Polda Metro Buka Posko Pengaduan Korban Klinik Kecantikan Ria Beauty

Polda Metro Buka Posko Pengaduan Korban Klinik Kecantikan Ria Beauty

JAKARTA, KOMPAS.com - Polda Metro Jaya membuka posko pengaduan untuk warga yang menjadi korban praktik klinik kecantikan Ria Beauty milik tersangka Ria Agustina (33).

Pasalnya, Kasubdit Renakta Ditreskrimum Polda Metro Jaya Kompol Syarifah Chaira Sukma berujar, pihaknya belum menerima laporan resmi dari korban.

Penangkapan terhadap Ria dan asistennya berinisial DN (58) merupakan laporan tipe A atau yang dibuat oleh anggota Polri yang mengalami, mengetahui, atau menemukan langsung peristiwa tersebut. 

“Untuk jumlah korban, memang belum ada yang melaporkan secara resmi kepada kami. (Tetapi) kami membuka peluang untuk mereka melaporkan ke kami. Jadi, akan kami data,” kata Syarifah kepada wartawan, Senin (9/12/2024).

Warga yang merasa menjadi korban diminta datang ke Unit 1 Remaja Anak dan Wanita (Renakta) Ditreskrimum Polda Metro Jaya dengan membawa sejumlah administrasi.

“Seperti bukti pembayaran (saat menjadi konsumen Ria Beauty), kartu tanda penduduk (KTP), dan foto-foto (pendukung),” ungkap Syarifah.

Lebih lanjut, Syarifah menyebut, tarif yang dipatok Ria untuk treatment derma roller di klinik kecantikannya beragam.

“Yang di muka saja itu kita membayar Rp 15 juta per sekali treatment, minimal.

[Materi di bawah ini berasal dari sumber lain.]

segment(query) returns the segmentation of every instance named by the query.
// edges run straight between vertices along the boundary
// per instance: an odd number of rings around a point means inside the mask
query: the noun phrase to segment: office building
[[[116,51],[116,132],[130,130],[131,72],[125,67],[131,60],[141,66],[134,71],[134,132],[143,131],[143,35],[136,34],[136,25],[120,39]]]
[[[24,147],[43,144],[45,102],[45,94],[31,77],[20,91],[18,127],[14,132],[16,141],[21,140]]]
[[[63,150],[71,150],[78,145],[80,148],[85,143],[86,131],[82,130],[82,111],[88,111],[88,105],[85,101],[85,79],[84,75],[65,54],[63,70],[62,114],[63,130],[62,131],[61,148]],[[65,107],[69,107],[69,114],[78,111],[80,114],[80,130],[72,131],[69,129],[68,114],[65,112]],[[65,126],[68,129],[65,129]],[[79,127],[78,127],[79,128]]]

Bayangkan kalau satu hari bisa dilakukan untuk 12 sampai 15, omzetnya itu bisa sampai Rp 200 jutaan,” pungkas dia.

Diberitakan sebelumnya, penyidik Subdit Renakta Ditreskrimum Polda Metro Jaya menangkap pemilik klinik kecantikan Ria Beauty, Ria Agustina (33), dan karyawannya, DN (58), di kamar salah satu hotel wilayah Kuningan, Jakarta Selatan, Minggu (1/12/2024).

Ria dan DN ditangkap saat keduanya sedang memberikan layanan kecantikan terhadap tujuh pasien di kamar hotel 2028.

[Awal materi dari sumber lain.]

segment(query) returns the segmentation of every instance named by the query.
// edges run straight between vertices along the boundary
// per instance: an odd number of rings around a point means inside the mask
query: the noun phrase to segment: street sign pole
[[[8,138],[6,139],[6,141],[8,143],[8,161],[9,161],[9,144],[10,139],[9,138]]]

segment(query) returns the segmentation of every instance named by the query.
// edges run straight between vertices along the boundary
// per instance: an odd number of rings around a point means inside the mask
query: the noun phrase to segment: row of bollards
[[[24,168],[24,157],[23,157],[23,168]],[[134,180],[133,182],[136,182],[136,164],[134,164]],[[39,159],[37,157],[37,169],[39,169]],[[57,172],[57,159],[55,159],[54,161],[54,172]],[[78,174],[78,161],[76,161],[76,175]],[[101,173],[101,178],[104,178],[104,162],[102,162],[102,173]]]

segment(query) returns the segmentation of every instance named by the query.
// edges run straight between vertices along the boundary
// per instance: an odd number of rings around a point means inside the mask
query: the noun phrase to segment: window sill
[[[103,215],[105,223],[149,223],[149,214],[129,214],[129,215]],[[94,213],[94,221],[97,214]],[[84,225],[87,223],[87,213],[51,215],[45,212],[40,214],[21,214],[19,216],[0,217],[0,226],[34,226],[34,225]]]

Tersangka diduga memproduksi atau mengedarkan barang farmasi dan atau alat kesehatan yang tidak memenuhi standar keamanan khasiat.

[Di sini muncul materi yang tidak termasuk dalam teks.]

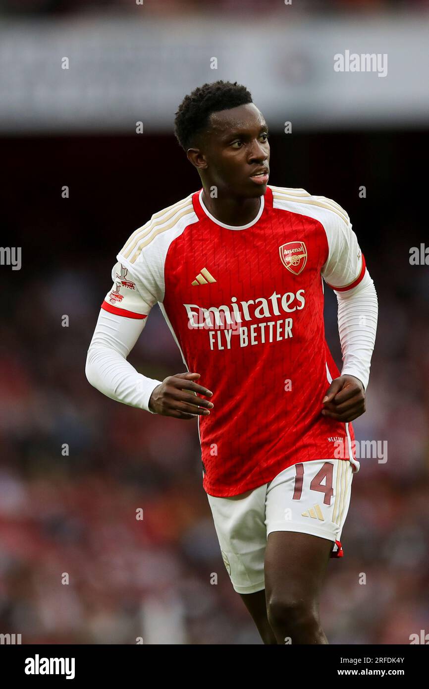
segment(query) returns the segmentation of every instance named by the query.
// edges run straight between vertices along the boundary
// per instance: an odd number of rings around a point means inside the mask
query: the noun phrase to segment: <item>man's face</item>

Mereka melangsungkan praktik klinik kecantikan sebagai seorang tenaga medis yang memiliki surat standar registrasi (STR) dan surat izin praktik (SIP), padahal tidak.

Keduanya diduga melanggar Pasal 435 jo Pasal 138 ayat (2) dan/atau ayat (3), serta/atau Pasal 439 jo Pasal 441 ayat (2) Undang-undang Republik Indonesia Nomor 17 Tahun 2023 tentang Kesehatan.